We discovered we would need three main content areas covered:
- Details on each step of the interviewing process that all roles shared
- Technical sections for both data science and engineering candidates
- Hopper’s culture documents
What issues would we face?
Format. After collecting the feedback and initial content ideas from the recruiters and hiring managers, we realized we had a lot of important information to convey to make the interviewing process as transparent as possible.
Overall, there were over 40 pages of Google Docs that needed to be included.
Avoiding information overload would have to be at the forefront of my mind while picking what format this would take.
In addition, our research showed that anywhere from 58% - 80% of people job hunted on their mobile phones, while 35% - 50% preferred to apply for jobs on their mobile phones1|2.
This indicated whatever format the interviewing content took, it would have to be suitable for both desktop and mobile viewing.
Resources.

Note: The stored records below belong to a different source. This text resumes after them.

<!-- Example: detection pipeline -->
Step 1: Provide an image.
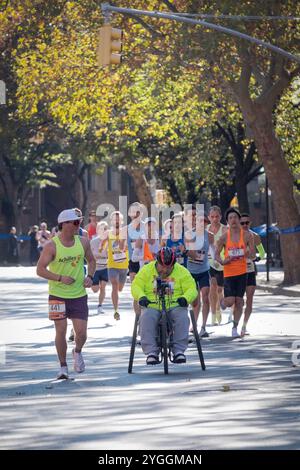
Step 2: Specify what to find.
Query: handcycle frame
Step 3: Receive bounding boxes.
[128,289,206,374]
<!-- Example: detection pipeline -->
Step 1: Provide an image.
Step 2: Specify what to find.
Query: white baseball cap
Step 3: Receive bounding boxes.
[144,217,156,224]
[57,209,82,224]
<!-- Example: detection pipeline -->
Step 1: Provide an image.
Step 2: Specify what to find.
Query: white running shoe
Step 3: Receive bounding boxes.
[241,326,249,338]
[72,349,85,374]
[57,366,69,380]
[199,327,209,338]
[231,326,240,338]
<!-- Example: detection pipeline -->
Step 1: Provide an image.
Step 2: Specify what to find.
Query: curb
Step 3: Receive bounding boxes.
[256,284,300,297]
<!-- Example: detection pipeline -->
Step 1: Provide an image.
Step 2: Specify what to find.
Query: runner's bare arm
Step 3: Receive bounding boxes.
[36,241,61,281]
[245,233,256,259]
[215,233,230,266]
[36,241,75,285]
[81,241,96,277]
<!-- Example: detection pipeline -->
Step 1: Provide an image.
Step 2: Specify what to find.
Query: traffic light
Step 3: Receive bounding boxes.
[97,24,122,67]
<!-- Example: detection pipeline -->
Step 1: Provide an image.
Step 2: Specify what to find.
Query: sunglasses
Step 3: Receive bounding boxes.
[66,220,81,226]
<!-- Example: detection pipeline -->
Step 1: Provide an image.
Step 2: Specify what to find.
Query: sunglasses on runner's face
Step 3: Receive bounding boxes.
[66,220,81,225]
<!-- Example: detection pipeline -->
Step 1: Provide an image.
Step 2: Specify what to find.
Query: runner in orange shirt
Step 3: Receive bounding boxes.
[215,207,255,338]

I had no dev resources for this project and was on a timeline.
I was the sole designer and developer on this project which eventually became a 13 page website in 3 languages.
I had just started building on Webflow a few months prior and had to simultaneously learn more about this platform while building out the Interviewing at Hopper site.
An early site map.
The final site map.
What format would this take?
Due to the amount of information deemed necessary by the stakeholders of this project, we had only a few options for what format it would take: video, PDF, and a website.
Video. Due to the resource and time constraints, a video format of this project was not possible.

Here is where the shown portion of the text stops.